Cultivating the proper mindset within the Dharma-womb of the Sugata-garbha constitutes Right Cultivation and thus liberation of mind and spirit. If one imagines a Non-[Self], thus opens oneself to ceaseless avidya and an unending spin on the maddening ride of transmigration of spirit and mind.
(Charles Patton translation):
“[Now regarding] the noble truth of the Path. It refers to the jewels of the Buddha, Dharma, and Sangha, as well as the true liberation. There are sentient beings of deluded minds who say that there is no Buddha, Dharma, Sangha, or any true liberation, that the circulation through birth and death is like a mirage. They cultivate this view. Because of these causes and conditions, they will circulate through the three existences for a long time, undergoing great discomfort. If one is able to generate in the mind the view that the Tathgata is eternally abiding and unchanging, the Dharma, Sangha, and liberation are also again so. Carried by this one thought for a measureless number of lives, self-mastery is the reward of following this idea, and so it will be attained. And why? In the distant past, because of the four inverted views, I mistook what is not the Dharma for the Dharma, and so I underwent the rewards of a measureless number of evil actions (karma). Now, because I have extinguished such views, I have become a Buddha of perfect awakening.
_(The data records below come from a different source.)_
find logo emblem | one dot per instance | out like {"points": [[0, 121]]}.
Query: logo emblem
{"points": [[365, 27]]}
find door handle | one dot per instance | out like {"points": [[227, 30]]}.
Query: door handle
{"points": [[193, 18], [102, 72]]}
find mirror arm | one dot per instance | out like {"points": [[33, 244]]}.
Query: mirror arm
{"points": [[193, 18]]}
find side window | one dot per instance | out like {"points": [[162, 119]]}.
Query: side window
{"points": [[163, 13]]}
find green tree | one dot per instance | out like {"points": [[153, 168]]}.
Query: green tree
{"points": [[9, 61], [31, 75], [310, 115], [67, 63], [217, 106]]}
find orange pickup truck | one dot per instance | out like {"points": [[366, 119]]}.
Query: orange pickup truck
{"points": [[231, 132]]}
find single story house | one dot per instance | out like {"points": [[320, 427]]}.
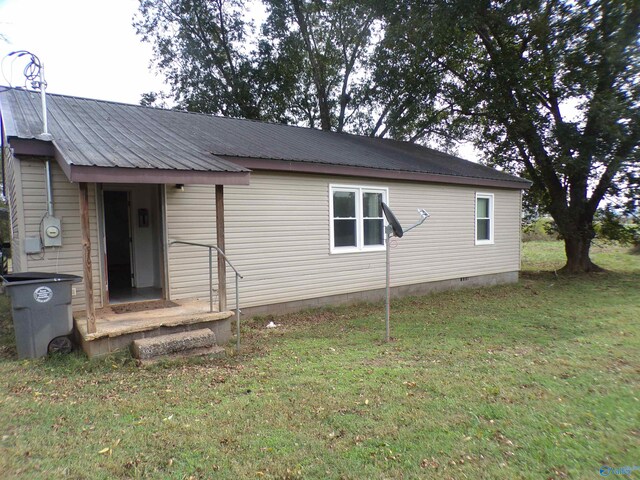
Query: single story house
{"points": [[129, 197]]}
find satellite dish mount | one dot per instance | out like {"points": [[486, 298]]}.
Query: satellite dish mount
{"points": [[394, 229]]}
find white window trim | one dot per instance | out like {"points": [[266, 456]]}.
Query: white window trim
{"points": [[491, 240], [359, 189]]}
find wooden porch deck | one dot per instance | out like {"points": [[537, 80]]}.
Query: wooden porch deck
{"points": [[115, 331]]}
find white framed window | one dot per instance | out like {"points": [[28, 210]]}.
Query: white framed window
{"points": [[357, 222], [484, 218]]}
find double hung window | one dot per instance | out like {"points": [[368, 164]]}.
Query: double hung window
{"points": [[357, 222], [484, 218]]}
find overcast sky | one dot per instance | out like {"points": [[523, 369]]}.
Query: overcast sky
{"points": [[89, 47]]}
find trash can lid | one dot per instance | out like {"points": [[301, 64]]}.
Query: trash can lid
{"points": [[23, 278]]}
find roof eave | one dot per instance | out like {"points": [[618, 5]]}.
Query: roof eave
{"points": [[95, 174], [352, 171]]}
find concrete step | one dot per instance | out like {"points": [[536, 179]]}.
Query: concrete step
{"points": [[197, 342]]}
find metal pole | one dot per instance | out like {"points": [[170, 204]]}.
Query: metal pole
{"points": [[237, 316], [210, 281], [47, 170], [43, 99], [387, 337]]}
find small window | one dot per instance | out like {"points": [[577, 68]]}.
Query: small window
{"points": [[357, 222], [484, 218]]}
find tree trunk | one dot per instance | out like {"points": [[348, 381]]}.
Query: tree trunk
{"points": [[577, 246]]}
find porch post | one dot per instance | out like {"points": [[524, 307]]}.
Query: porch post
{"points": [[86, 257], [222, 266]]}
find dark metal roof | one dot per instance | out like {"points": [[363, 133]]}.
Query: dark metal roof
{"points": [[95, 133]]}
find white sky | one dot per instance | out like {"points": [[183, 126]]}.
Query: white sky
{"points": [[89, 49]]}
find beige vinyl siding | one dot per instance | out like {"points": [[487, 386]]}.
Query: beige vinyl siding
{"points": [[191, 217], [68, 258], [14, 197], [277, 235]]}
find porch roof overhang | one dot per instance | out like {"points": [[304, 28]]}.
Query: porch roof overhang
{"points": [[117, 174]]}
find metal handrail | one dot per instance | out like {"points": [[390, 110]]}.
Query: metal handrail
{"points": [[238, 276]]}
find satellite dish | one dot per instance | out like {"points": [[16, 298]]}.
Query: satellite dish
{"points": [[393, 221]]}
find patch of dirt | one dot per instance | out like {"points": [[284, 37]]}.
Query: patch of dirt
{"points": [[143, 306]]}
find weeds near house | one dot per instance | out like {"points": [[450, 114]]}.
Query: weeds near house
{"points": [[534, 380]]}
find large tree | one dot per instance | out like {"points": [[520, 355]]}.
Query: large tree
{"points": [[550, 87], [299, 67], [200, 47]]}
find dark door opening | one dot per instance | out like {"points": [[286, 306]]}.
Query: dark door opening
{"points": [[118, 238]]}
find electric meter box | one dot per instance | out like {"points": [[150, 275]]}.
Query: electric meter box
{"points": [[52, 231]]}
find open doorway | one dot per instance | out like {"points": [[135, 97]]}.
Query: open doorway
{"points": [[133, 249]]}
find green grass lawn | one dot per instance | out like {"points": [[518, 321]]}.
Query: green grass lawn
{"points": [[536, 380]]}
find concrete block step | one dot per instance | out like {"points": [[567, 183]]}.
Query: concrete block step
{"points": [[174, 343]]}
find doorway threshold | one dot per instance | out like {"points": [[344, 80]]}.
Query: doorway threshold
{"points": [[128, 295]]}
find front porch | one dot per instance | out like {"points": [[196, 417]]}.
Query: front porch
{"points": [[116, 331]]}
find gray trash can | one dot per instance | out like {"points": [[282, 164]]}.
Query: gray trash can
{"points": [[41, 310]]}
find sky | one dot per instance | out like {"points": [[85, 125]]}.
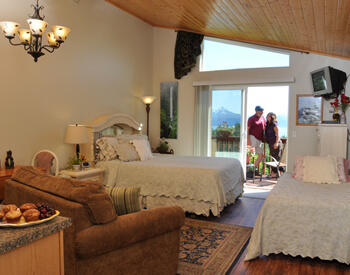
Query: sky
{"points": [[228, 55]]}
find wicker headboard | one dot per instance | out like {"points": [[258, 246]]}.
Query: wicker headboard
{"points": [[109, 125]]}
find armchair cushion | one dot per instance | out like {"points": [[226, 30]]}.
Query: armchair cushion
{"points": [[127, 230], [89, 193], [125, 199]]}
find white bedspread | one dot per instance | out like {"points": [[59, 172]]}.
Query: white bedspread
{"points": [[306, 219], [215, 182]]}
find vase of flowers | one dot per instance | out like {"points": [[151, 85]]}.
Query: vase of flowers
{"points": [[342, 104], [250, 153]]}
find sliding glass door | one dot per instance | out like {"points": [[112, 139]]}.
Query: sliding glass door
{"points": [[227, 122]]}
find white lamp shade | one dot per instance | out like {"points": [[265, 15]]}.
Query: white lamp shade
{"points": [[148, 99], [9, 28], [37, 26], [52, 40], [76, 134], [60, 33], [24, 36]]}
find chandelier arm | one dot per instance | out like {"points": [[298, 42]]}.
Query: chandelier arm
{"points": [[13, 44], [49, 48]]}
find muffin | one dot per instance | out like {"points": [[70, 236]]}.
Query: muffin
{"points": [[27, 206], [31, 215], [13, 216], [9, 207]]}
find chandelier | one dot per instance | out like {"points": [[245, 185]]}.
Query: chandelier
{"points": [[32, 39]]}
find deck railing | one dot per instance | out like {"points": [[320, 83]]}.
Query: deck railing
{"points": [[230, 144]]}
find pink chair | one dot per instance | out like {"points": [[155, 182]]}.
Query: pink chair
{"points": [[44, 159]]}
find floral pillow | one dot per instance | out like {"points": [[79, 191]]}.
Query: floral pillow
{"points": [[298, 171], [127, 152], [320, 170], [127, 138], [143, 148], [107, 148]]}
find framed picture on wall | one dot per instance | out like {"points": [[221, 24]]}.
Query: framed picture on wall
{"points": [[168, 109], [309, 110]]}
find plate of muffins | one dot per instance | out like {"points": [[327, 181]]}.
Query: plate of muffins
{"points": [[27, 214]]}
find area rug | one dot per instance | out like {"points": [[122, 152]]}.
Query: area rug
{"points": [[209, 247], [255, 193]]}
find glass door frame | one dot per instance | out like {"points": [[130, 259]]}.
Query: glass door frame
{"points": [[243, 132]]}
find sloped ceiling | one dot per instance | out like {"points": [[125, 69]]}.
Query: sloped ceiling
{"points": [[315, 26]]}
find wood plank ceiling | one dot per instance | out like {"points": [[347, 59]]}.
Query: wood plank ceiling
{"points": [[315, 26]]}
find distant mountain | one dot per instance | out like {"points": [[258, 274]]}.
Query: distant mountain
{"points": [[222, 114]]}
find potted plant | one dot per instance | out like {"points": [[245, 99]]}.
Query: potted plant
{"points": [[74, 163], [224, 130]]}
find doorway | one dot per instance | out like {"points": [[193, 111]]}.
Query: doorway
{"points": [[231, 107]]}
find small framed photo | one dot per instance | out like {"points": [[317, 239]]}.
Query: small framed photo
{"points": [[309, 110]]}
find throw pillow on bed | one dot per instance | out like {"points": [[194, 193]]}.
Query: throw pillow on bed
{"points": [[126, 152], [342, 168], [107, 147], [125, 199], [320, 170]]}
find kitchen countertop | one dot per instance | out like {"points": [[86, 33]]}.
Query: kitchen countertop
{"points": [[12, 237]]}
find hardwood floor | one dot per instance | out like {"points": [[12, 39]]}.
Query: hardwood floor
{"points": [[244, 213]]}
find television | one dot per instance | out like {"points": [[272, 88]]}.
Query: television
{"points": [[328, 82]]}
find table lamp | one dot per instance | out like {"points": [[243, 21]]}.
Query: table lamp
{"points": [[148, 101], [76, 134]]}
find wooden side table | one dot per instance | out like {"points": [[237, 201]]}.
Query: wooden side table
{"points": [[6, 174], [95, 174]]}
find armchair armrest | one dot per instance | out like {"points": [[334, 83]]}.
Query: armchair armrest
{"points": [[128, 229]]}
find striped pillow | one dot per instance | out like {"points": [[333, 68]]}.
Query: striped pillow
{"points": [[125, 200]]}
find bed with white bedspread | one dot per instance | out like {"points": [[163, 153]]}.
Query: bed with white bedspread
{"points": [[304, 219], [200, 185]]}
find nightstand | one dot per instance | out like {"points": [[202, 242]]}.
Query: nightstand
{"points": [[6, 174], [95, 174]]}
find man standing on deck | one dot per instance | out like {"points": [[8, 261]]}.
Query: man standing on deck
{"points": [[256, 128]]}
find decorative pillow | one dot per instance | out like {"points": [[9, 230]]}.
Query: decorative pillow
{"points": [[107, 147], [127, 152], [143, 149], [298, 171], [320, 170], [125, 200]]}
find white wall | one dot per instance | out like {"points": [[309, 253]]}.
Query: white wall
{"points": [[102, 68], [305, 142]]}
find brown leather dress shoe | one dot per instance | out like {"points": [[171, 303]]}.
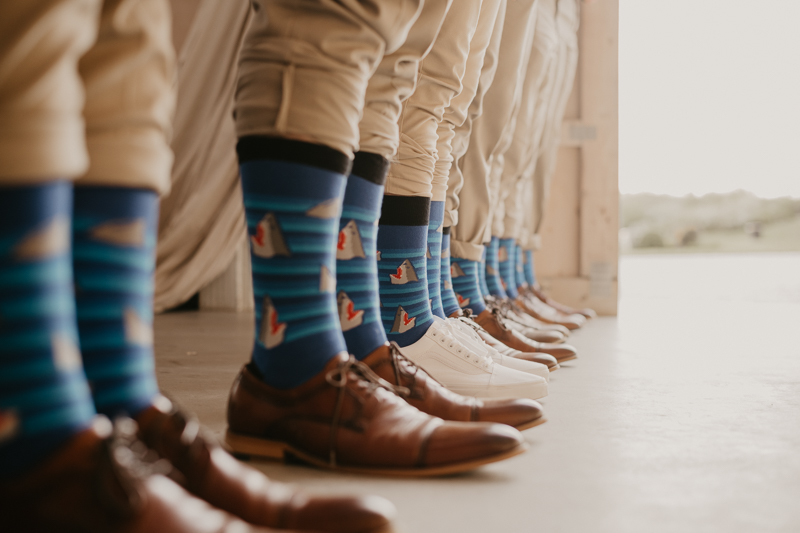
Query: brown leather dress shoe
{"points": [[586, 311], [214, 475], [104, 482], [347, 418], [429, 396], [493, 323]]}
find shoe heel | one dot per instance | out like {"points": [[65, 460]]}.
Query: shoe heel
{"points": [[245, 447]]}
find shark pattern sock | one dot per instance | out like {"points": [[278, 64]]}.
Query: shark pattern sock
{"points": [[493, 282], [464, 274], [506, 254], [449, 300], [434, 258], [402, 269], [482, 275], [356, 266], [44, 396], [114, 251], [519, 275], [527, 267], [293, 194]]}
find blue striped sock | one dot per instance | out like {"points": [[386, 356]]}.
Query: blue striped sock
{"points": [[519, 274], [506, 253], [44, 396], [482, 275], [293, 199], [449, 301], [493, 282], [402, 269], [527, 267], [465, 284], [434, 258], [114, 238], [356, 267]]}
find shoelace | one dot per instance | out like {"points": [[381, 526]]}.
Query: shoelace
{"points": [[471, 333], [339, 377], [443, 331], [397, 359]]}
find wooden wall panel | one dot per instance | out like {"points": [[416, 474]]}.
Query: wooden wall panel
{"points": [[585, 190]]}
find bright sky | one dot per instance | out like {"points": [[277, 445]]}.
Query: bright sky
{"points": [[710, 96]]}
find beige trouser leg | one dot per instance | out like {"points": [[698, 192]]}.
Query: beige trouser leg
{"points": [[394, 82], [440, 74], [304, 66], [461, 133], [567, 21], [456, 113], [522, 154], [489, 130], [125, 76]]}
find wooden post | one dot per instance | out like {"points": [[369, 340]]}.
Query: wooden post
{"points": [[578, 263]]}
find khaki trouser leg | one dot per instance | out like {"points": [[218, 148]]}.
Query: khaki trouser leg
{"points": [[394, 82], [440, 75], [129, 75], [487, 136], [462, 248], [521, 155], [567, 21], [456, 113], [41, 93], [304, 66], [54, 59]]}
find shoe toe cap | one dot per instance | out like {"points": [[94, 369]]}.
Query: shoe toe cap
{"points": [[516, 413], [455, 442]]}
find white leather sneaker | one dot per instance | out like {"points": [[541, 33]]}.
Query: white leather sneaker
{"points": [[466, 372], [464, 332]]}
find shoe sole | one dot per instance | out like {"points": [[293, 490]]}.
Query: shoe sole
{"points": [[532, 424], [245, 447]]}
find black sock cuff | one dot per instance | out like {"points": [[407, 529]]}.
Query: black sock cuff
{"points": [[258, 147], [371, 167], [405, 211]]}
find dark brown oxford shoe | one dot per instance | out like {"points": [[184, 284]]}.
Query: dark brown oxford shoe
{"points": [[105, 481], [494, 324], [347, 418], [419, 389], [214, 475]]}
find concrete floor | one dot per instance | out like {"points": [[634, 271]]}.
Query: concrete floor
{"points": [[682, 414]]}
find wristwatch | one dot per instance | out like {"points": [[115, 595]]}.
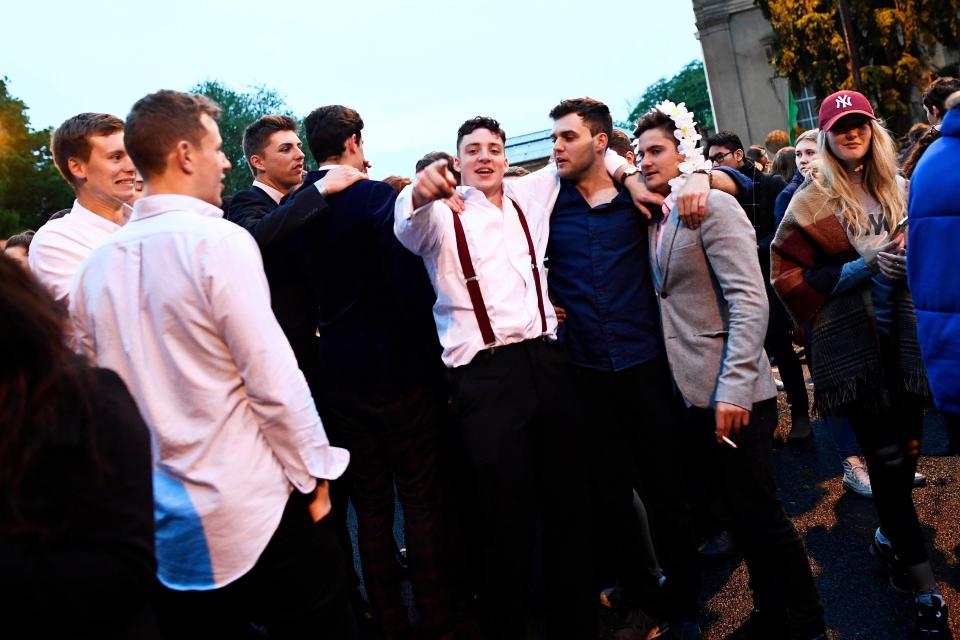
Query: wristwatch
{"points": [[629, 171]]}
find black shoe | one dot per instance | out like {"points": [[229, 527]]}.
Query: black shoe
{"points": [[883, 551], [641, 626], [718, 548], [931, 619], [800, 430]]}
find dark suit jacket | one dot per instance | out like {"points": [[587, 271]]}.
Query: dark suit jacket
{"points": [[273, 227], [373, 297]]}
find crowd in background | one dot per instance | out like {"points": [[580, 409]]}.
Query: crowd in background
{"points": [[195, 387]]}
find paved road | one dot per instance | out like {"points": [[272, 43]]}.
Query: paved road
{"points": [[837, 527]]}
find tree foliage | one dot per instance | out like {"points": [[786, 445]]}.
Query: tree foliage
{"points": [[689, 86], [239, 110], [30, 187], [895, 39]]}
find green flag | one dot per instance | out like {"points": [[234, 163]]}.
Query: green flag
{"points": [[791, 115]]}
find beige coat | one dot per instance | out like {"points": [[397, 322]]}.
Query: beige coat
{"points": [[713, 306]]}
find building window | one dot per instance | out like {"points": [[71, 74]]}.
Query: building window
{"points": [[807, 112]]}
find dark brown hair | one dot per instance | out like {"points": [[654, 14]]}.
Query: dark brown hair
{"points": [[257, 134], [620, 142], [656, 119], [157, 122], [480, 122], [22, 239], [595, 114], [72, 139], [328, 129], [39, 376]]}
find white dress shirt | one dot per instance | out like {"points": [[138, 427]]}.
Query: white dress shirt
{"points": [[62, 244], [500, 257], [177, 303]]}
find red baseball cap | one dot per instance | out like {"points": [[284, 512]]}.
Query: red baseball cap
{"points": [[843, 103]]}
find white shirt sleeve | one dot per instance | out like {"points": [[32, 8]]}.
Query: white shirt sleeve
{"points": [[240, 304], [54, 263], [419, 230]]}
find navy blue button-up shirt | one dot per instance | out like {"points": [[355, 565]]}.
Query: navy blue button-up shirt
{"points": [[599, 272]]}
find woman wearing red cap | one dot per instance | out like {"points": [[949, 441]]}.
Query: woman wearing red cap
{"points": [[837, 262]]}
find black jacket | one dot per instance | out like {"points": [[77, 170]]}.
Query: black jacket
{"points": [[274, 226]]}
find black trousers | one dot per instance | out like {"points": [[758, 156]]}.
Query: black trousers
{"points": [[889, 437], [780, 576], [636, 443], [394, 439], [297, 589], [522, 431]]}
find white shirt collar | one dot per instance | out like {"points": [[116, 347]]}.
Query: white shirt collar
{"points": [[83, 214], [149, 206], [270, 191]]}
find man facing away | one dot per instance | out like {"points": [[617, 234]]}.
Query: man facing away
{"points": [[240, 456], [713, 309], [377, 376], [89, 153], [275, 157]]}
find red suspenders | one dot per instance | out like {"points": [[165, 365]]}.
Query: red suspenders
{"points": [[473, 286]]}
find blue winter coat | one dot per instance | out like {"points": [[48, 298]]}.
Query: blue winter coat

This is called the noble truth of the Path. If someone says the three jewels (triratna) are impermanent, who cultivates this view, then vacant and delusive is this cultivation. It is not the noble truth of the Path. If they cultivate the Dharma, that it is eternally abiding, this disciple of mine truely seeing practices the Dharma of the four noble truths. This is called the four noble truths.”
This last section of the chapter speaks of the four inverted views which is really the full context of the next chapter that simply reinforces our present one. Thus Chapter Eleven succinctly states, “Non-suffering” is the Tathagata. The idea of suffering arises when a person thinks that all Tathagatas are non-eternal and that they change.” In conclusion then of this Noble Truth, always bear in mind the following from the Tathagata:
Do not abide in the thought of the non-Eternal, Suffering, non-Self, and the not-Pure. Study well the Way instead, how to act wherever you go, and “meditate on the Self, the Eternal, Bliss, and the Pure”. Anyone who desires to practice the Way should act like the wise man who deftly gets hold of [a] gem. This refers to the so-called thought of Self, and that of the Eternal, Bliss, and Pure.”